Question

A point source of light is placed at the bottom of a water lake. If the area of the illuminated circle on the surface is equal to 3 times the square of the depth of the lake, the RI of water is:
A. $\sqrt {\pi + 1}$
B. $\sqrt {\dfrac{\pi }{3} + 1}$
C. $\dfrac{\pi }{3} + 1$
D. $\dfrac{\pi }{4} + 1$

Answer 1

Express the depth of the water lake in terms of radius of the illuminated circle using the given condition. Express the critical angle by referring to the diagram and then express the same using the formula for critical angle obtained using Snell’s law. Equate the two equations and find the refractive index of the water.

Formula used:
Critical angle, $\sin {\theta _C} = \dfrac{{{\mu _r}}}{{{\mu _i}}}$
Here, ${\mu _r}$ is the refractive index of the medium in which refracted ray is travelling and ${\mu _i}$ is the refractive index of the medium in which incident ray is travelling.

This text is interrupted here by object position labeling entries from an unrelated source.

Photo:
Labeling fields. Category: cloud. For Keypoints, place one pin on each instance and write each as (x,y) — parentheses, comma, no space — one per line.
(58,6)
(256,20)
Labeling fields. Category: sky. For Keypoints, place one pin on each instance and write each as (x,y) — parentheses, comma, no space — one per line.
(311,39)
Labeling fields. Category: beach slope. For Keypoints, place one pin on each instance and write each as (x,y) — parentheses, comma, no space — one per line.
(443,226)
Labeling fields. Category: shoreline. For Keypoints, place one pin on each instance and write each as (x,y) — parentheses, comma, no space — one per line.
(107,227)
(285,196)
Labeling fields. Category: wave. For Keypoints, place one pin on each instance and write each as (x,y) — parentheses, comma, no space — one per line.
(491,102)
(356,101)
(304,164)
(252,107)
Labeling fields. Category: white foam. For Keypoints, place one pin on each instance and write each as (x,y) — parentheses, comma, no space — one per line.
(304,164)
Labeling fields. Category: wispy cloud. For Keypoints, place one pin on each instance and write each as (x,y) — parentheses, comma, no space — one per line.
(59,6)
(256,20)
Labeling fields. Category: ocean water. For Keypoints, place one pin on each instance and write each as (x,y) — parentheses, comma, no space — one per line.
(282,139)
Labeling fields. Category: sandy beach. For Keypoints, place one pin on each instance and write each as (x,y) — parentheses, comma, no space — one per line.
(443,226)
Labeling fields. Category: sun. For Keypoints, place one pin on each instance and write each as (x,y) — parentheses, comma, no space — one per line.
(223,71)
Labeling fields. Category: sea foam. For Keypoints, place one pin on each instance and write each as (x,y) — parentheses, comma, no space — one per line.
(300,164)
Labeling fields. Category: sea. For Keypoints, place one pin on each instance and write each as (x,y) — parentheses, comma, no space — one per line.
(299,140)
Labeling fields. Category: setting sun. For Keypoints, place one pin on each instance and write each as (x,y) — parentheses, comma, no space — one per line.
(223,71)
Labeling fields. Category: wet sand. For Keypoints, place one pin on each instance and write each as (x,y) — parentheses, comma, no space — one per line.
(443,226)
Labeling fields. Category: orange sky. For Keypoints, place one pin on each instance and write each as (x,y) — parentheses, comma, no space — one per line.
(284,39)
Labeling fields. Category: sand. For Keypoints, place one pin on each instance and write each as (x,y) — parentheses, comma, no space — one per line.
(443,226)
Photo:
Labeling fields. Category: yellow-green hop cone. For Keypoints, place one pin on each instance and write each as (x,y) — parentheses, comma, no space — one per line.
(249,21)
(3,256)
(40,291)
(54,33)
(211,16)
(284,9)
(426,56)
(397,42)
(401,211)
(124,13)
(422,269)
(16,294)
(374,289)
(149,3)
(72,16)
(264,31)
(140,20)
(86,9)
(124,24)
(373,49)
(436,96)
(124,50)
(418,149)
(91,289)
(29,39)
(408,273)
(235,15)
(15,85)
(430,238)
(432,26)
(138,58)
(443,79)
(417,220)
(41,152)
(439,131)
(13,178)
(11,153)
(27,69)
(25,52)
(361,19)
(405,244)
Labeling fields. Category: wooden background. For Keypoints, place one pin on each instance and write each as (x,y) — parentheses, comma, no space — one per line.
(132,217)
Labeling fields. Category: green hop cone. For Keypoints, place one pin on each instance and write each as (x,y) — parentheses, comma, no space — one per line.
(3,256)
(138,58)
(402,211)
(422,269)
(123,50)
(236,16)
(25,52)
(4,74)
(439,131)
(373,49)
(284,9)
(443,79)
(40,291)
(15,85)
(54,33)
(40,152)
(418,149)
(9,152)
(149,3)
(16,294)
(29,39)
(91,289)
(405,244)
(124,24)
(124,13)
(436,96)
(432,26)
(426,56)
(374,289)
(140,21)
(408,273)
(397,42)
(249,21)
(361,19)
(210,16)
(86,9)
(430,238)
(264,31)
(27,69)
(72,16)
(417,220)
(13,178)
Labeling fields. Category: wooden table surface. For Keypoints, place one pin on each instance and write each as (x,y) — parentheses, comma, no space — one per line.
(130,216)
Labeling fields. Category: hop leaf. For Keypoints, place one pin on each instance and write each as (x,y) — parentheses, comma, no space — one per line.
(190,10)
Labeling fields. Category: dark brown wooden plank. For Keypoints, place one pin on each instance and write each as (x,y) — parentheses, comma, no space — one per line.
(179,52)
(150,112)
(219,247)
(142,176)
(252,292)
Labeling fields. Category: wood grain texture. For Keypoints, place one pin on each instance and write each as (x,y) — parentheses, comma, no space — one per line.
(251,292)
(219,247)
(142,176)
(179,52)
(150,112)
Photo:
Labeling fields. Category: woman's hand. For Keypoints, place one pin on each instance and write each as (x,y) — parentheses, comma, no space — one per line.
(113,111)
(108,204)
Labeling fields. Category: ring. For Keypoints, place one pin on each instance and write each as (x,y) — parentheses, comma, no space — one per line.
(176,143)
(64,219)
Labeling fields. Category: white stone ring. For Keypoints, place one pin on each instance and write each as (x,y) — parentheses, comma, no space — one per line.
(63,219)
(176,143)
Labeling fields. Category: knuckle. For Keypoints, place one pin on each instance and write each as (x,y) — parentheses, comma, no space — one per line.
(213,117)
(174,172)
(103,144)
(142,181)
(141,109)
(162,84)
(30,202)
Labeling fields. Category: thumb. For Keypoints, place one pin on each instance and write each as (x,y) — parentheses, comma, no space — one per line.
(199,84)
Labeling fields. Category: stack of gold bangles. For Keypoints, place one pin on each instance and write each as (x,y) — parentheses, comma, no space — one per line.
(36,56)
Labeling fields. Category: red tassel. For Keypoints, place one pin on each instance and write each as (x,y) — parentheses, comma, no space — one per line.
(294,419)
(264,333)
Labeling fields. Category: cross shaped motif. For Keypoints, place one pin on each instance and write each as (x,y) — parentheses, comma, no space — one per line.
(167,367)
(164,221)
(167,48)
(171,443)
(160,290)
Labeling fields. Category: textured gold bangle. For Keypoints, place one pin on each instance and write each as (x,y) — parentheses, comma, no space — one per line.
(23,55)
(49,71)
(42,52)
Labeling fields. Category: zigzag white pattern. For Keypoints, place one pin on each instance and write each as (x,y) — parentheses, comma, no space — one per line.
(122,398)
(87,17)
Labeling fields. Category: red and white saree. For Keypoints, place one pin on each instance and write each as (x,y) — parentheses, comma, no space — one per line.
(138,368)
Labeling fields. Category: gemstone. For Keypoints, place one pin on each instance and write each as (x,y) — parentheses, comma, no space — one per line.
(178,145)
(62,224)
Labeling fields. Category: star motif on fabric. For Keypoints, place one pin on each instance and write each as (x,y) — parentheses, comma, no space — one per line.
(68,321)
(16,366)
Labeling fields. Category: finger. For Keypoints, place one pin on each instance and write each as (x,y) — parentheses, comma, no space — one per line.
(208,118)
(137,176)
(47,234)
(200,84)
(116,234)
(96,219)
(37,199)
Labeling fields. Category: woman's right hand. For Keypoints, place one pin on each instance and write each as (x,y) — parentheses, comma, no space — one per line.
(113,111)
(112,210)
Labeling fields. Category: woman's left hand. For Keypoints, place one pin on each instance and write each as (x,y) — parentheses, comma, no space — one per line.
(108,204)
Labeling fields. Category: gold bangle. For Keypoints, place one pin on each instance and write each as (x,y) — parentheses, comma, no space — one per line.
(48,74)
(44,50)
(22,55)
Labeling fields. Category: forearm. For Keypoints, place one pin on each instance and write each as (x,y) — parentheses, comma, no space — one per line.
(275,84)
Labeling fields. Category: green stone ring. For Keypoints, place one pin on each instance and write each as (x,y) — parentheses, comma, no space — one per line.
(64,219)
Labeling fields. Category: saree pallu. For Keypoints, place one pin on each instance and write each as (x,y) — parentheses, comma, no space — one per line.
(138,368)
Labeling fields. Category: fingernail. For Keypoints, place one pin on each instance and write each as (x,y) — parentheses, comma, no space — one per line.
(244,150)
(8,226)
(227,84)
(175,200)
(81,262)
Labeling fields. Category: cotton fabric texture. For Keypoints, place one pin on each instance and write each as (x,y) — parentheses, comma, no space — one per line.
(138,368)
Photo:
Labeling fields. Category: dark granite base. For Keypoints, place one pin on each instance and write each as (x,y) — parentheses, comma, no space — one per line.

Complete step by step answer:
We assume the depth of the water lake is h and the radius of the illuminated circle is R.We know that the light from the source at the bottom can emerge from the water surface if the angle made by incident ray with normal equals the critical angle. We have given the condition; the area of the illuminated circle is 3 times the square of depth of the water lake. Therefore, we can write,
$\pi {R^2} = 3{h^2}$
$\Rightarrow {h^2} = \dfrac{{\pi {R^2}}}{3}$ …… (1)

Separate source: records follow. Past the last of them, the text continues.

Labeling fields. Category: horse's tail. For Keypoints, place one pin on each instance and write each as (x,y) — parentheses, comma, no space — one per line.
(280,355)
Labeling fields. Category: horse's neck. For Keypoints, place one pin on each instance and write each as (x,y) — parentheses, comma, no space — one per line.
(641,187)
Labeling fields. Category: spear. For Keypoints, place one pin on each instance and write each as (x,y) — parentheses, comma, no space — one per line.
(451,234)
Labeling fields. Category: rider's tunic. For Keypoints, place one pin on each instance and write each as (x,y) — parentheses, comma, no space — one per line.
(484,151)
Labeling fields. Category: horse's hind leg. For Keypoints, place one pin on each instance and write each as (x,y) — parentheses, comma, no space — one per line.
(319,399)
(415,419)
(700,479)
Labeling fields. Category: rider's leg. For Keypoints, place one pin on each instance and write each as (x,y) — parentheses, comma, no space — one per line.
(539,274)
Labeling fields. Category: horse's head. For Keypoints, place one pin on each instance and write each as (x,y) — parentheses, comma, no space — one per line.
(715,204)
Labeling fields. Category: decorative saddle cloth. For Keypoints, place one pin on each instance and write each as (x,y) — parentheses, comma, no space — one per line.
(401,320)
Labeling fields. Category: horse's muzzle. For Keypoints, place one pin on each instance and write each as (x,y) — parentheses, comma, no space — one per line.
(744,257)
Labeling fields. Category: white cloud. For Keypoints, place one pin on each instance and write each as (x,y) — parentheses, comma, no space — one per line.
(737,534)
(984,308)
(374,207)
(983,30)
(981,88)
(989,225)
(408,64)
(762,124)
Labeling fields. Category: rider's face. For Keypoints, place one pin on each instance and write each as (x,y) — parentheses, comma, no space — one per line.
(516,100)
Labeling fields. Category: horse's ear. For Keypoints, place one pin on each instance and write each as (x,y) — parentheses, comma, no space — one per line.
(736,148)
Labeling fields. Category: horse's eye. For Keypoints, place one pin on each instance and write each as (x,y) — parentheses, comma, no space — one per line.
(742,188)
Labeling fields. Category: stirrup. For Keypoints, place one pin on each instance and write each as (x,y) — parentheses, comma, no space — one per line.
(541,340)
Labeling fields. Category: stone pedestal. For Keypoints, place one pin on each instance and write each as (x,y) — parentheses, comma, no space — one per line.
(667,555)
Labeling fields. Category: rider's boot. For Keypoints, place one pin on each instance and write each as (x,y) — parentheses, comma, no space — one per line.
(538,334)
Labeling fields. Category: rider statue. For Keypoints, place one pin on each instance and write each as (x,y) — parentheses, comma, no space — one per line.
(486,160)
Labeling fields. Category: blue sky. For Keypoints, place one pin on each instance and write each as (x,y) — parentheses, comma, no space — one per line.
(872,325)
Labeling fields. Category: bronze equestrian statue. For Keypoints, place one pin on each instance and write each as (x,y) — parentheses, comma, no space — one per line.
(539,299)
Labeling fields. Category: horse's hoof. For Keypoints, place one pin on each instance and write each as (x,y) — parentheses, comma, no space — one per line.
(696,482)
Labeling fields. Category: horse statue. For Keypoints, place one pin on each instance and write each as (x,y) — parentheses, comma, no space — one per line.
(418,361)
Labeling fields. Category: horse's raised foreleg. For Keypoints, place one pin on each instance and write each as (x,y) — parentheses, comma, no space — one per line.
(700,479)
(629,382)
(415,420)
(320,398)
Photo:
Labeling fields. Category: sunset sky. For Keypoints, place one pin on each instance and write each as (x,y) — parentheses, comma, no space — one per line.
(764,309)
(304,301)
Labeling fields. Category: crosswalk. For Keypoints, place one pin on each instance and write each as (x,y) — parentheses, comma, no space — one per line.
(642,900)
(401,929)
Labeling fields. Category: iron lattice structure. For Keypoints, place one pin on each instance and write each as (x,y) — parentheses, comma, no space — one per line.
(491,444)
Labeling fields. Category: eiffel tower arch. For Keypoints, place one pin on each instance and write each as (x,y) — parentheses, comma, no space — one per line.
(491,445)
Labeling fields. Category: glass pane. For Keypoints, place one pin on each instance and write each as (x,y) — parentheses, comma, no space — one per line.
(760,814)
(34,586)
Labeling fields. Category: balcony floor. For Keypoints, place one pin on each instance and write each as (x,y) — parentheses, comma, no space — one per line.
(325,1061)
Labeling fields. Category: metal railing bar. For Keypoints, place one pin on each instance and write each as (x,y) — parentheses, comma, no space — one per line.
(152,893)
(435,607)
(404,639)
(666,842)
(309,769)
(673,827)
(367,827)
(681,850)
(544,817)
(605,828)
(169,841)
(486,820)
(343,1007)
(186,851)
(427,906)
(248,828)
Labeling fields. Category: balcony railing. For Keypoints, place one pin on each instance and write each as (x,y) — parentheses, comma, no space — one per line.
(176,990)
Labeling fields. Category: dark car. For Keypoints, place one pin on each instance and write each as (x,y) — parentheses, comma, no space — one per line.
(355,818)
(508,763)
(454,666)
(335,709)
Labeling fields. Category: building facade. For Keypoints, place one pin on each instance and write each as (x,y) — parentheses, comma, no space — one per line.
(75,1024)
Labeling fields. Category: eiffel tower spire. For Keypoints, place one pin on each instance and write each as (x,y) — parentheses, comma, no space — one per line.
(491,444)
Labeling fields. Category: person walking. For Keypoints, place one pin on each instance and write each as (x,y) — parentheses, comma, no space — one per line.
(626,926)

We can draw the ray diagram of the given situation as follows,

From the above figure, we can express $\sin {\theta _C}$ as follows,
$\sin {\theta _C} = \dfrac{R}{{\sqrt {{R^2} + {h^2}} }}$ …… (2)
We also know that, the sine of critical angle is the ratio of refractive index of the medium beyond the boundary to the refractive index of the medium through which the incident ray travels.
Therefore, $\sin {\theta _C} = \dfrac{{{\mu _a}}}{\mu }$
Here, $\mu$ is the refractive index of water and ${\mu _a}$ is the refractive index of air.

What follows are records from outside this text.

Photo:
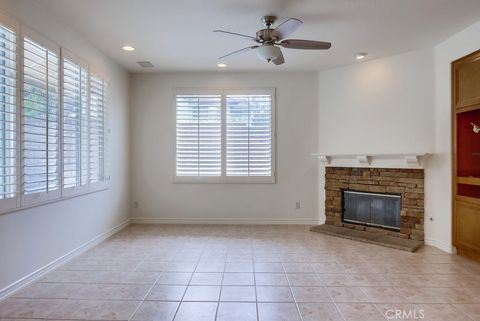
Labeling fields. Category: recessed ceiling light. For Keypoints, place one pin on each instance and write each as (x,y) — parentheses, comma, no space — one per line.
(361,55)
(128,48)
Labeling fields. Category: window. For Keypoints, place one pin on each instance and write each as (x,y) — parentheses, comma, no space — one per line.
(53,121)
(199,138)
(75,125)
(225,136)
(41,110)
(249,135)
(8,117)
(97,131)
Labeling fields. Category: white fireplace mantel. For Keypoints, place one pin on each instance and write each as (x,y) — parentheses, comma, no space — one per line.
(407,160)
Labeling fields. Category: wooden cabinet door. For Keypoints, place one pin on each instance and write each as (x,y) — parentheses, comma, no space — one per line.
(466,155)
(466,79)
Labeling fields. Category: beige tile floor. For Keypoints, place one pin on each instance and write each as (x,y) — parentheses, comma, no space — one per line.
(250,273)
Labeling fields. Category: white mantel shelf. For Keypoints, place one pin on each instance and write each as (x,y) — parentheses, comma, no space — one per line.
(407,160)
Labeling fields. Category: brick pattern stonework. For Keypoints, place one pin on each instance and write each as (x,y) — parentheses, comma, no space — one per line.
(407,182)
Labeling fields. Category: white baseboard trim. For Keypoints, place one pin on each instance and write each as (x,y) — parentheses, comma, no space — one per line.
(441,245)
(247,221)
(17,285)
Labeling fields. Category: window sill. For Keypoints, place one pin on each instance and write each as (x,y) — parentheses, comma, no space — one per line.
(224,180)
(46,200)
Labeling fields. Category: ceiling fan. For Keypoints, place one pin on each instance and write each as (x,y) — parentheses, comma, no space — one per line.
(269,40)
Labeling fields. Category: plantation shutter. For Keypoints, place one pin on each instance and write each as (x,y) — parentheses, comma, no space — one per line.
(40,120)
(249,135)
(8,117)
(97,129)
(199,135)
(75,125)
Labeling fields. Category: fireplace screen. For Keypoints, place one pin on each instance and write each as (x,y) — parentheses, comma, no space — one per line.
(381,210)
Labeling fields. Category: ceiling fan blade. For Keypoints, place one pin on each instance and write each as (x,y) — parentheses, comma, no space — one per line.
(305,44)
(238,52)
(286,28)
(235,34)
(279,59)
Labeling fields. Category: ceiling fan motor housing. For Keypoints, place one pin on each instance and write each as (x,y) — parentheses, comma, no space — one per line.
(265,36)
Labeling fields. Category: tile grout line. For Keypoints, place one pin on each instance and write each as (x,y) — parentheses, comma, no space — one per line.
(221,287)
(186,288)
(291,290)
(333,301)
(255,284)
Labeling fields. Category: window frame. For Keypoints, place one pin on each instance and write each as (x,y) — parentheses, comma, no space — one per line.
(41,197)
(21,201)
(80,189)
(223,178)
(12,203)
(100,185)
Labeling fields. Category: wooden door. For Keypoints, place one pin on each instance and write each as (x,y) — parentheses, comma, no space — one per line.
(466,155)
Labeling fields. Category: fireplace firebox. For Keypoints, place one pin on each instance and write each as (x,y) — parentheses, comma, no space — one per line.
(372,209)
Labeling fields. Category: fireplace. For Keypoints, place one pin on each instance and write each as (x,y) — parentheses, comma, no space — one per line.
(372,209)
(383,200)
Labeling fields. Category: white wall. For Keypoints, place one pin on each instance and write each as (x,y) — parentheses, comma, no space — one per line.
(440,171)
(379,106)
(153,136)
(30,239)
(399,104)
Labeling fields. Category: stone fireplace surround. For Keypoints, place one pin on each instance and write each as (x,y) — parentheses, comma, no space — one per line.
(407,182)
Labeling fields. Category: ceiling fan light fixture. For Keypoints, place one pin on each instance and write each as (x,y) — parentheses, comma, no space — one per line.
(128,48)
(268,52)
(361,55)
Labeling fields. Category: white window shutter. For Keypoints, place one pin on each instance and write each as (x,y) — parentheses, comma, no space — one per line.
(198,135)
(40,120)
(249,135)
(75,124)
(97,130)
(8,118)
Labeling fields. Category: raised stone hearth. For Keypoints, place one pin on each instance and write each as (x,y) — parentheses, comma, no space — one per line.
(408,183)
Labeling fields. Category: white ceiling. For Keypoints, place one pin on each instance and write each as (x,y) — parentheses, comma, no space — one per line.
(176,35)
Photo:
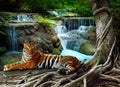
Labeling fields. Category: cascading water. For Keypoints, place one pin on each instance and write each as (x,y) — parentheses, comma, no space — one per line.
(12,38)
(71,33)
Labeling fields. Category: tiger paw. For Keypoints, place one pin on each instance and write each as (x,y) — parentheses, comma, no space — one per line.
(6,67)
(62,71)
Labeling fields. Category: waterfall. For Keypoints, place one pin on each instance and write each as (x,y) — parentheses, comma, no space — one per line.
(24,18)
(12,38)
(71,32)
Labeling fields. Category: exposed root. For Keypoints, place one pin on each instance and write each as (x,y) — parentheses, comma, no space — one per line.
(44,78)
(109,78)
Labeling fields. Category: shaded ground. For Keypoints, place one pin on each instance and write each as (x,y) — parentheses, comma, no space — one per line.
(42,77)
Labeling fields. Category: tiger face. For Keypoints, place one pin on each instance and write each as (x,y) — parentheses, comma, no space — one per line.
(29,48)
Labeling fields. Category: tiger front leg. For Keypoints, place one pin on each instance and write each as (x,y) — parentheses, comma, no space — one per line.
(29,64)
(7,66)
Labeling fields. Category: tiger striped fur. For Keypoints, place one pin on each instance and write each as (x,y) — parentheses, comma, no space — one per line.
(33,58)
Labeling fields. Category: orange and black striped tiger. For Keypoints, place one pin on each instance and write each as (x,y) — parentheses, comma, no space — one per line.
(33,58)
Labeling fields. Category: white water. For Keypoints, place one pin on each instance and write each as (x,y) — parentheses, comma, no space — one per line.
(12,38)
(71,40)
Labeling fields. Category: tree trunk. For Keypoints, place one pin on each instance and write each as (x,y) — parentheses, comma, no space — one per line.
(106,73)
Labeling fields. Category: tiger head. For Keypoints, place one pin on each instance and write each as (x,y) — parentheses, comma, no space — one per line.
(29,48)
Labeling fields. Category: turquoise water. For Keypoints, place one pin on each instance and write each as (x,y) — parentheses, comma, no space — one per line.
(80,56)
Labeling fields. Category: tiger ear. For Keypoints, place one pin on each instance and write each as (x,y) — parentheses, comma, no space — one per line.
(25,41)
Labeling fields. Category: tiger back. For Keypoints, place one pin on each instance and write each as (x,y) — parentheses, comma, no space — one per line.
(33,58)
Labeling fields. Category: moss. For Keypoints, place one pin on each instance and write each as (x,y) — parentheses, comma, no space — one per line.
(87,48)
(7,15)
(2,50)
(51,23)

Since the refractive index of the air is 1, we can write,
$\sin {\theta _C} = \dfrac{1}{\mu }$ …… (3)
Equating equation (2) and (3), we get,
$\dfrac{1}{\mu } = \dfrac{R}{{\sqrt {{R^2} + {h^2}} }}$
Using equation (1) in the above equation, we get,
$\dfrac{1}{\mu } = \dfrac{R}{{\sqrt {{R^2} + \dfrac{{\pi {R^2}}}{3}} }}$
$\Rightarrow \dfrac{1}{\mu } = \dfrac{1}{{\sqrt {1 + \dfrac{\pi }{3}} }}$
$\Rightarrow \mu = \sqrt {1 + \dfrac{\pi }{3}}$

So, the correct answer is option B.

Note: To answer these questions, students should understand what is the critical angle? It is the angle of incident ray at which the refracted ray travels along the boundary between the two mediums. If the angle of incident is less than critical angle, the incident ray will not emerge from the surface of water.